They found that the film is effective at killing all of the viruses – even in a room lit with just white fluorescent tubes. The research, which has been published in the Journal of Photochemistry and Photobiology B: Biology, was carried out by Professor Andrew Mills, Dr Ri Han and Dr Christopher O’Rourke in the School of Chemistry and Chemical Engineering at Queen’s University Belfast and Dr Connor Bamford and Dr Jonathon D. Coey at the Wellcome-Wolfson Institute for Experimental Medicine in the School of Medicine, Dentistry and Biomedical Sciences at Queen's.
Professor Andrew Mills comments: "This film could replace many of the disposable plastic films used in the healthcare industry as it has the added value of being self-sterilising at no real extra cost.
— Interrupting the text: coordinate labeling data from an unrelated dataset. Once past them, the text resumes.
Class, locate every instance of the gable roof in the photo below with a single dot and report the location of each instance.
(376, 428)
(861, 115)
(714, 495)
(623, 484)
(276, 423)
Through rigorous testing we have found that it is effective at killing viruses with just room light – this is the first time that anything like this has been developed and we hope that it will be a huge benefit to society."Dr Connor Bamford says: "Pathogenic viruses like SARS2 and influenza will continue to be global problem for years to come. In developing self-sterilising thin plastic films, we have created a low-cost technology that could have a significant impact on the transmission of such concerning viruses in a healthcare environment and other sectors where they are used."
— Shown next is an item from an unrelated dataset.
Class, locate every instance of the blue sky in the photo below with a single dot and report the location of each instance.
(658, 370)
The project was funded by the Engineering and Physical Research Council, which is part of UK Research and Innovation. EPSRC Director for Cross Council Programmes, Dr Kedar Pandya, comments: "This is a hugely exciting development which has the potential to dramatically reduce the transmission of viruses across a wide range of settings while being environmentally sustainable. "It is an excellent example of adventurous, innovative research which has the potential to improve the lives of millions of people."